Le moment n’est plus aux querelles, trouver qui est fautif, mais à l’action.

L’auteur ne propose pas aucune solution, il le fait exprès. Mais il balaye d’un revers de main les utopies (ou dystopies) du genre un gouvernement mondial (voir la suggestion d’implantation mondiale du communisme faite par Edgar Morin dans son livre « Changeons de voie – les leçons du coronavirus »).

Néanmoins, comme Edgar Morin, il mentionne le besoin de plus de solidarité, travailler plus la main dans la main et arrêter les querelles. Il fustige lourdement les politiques, non pas parce qu’ils ne prennent les bonnes décisions mais l’impossibilité de travailleur avec l’opposition, quelle que soit la tendance politique dans le pouvoir.

Mais la merveille de ce livre est le mot de la fin. C’est le dernier livre écrit de son vivant. C’est comme s’il le savait. Et il nous laisse un message d’espoir. Cette fin mérite une petite place ici dans cette critique.

Citations

(p. 126)
Bien. Je vous quitte maintenant, il est temps de descendre à la cave pour voir ce que le vin est devenu pendant que j’écrivais ce petit livre. A-t’il gagné, a-t’il perdu quelque chose ? le temps l’a-t’il aidé, ou contrarié ? Je n’en sais rien.
Je parie pour un mieux possible.
Et on écrit toujours pour plus jeune que soi.
C’est pourquoi je vais descendre lentement le long des escaliers étroits (je marche de plus en plus difficilement), m’asseoir, choisir une bouteille, l’ouvrir en douceur et boire un verre de vin. En espérant qu’il sera bon et que ce ne sera pas le dernier.

Je ne vois rien de mieux à faire, pour le moment.
Et je vous invite à me suivre.
A notre santé !

FIN

 

(p. 114-115)
Cependant, nous avons un ennemi permanent qui ne nous quitte jamais, où que nous vivions, et qui s’appelle la Politique. Regardons et écoutons calmement autour de nous : il suffit qu’un homme de gouvernement, quel qu’il soit, un homme de pouvoir que nous avons élu, prenne telle ou telle décision pour que l' »opposition » se dresse aussitôt contre lui

Peu importent alors les motifs et même le contenu de la décision. L’essentiel est de dire, le plus haut et le plus souvent possible, que le « pouvoir » (choisi, élu par nous, je le répète) a pris la mauvaise route, et qu’il fallait faire tout autrement.

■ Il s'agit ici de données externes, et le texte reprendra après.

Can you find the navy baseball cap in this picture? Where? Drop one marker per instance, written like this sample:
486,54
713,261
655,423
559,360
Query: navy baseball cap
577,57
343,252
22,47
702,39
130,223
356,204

La vérité, disent les « opposants », c’est nous qui la possédons (alors qu’ils n »en ont pas fait usage lorsqu’ils étaient eux-mêmes « aux affaires »), et il fallait nous écouter, avant de voter.

C’est notre faute, à nous les électeurs, et pour ainsi dire les sujets. Nous n’avons pas suivi les bons conseils que personne ne nous donnait.

Quatrième de couverture

Voici le dernier livre de Jean-Claude Carrière, rédigé quelques mois avant sa mort.

Questionnement sur le monde à venir, par un homme qui s’apprête à le quitter, l’ayant intensément connu et parcouru et qui a passionnément aimé la vie.

Il est question de l’humanité, du bruit très doux de l’âme, de ce à quoi nous croyons, de tout ce que nous devrions et pourrions faire ensemble.

Un très beau texte, un hymne à la vie, un message d’espoir par un grand écrivain qui nous aide à croire encore et toujours en l’avenir.

Scénariste, dramaturge, écrivain, Jean-Claude Carrière a eu une vie de créateur. Il est l’auteur de grands succès comme Einstein, s’il vous plaît, Fragilité, Tous en scène, Croyance et, plus récemment, La Paix, La Vallée du Néant, Ateliers et Un siècle d’oubli, le XXe. Il s’est éteint en février 2021.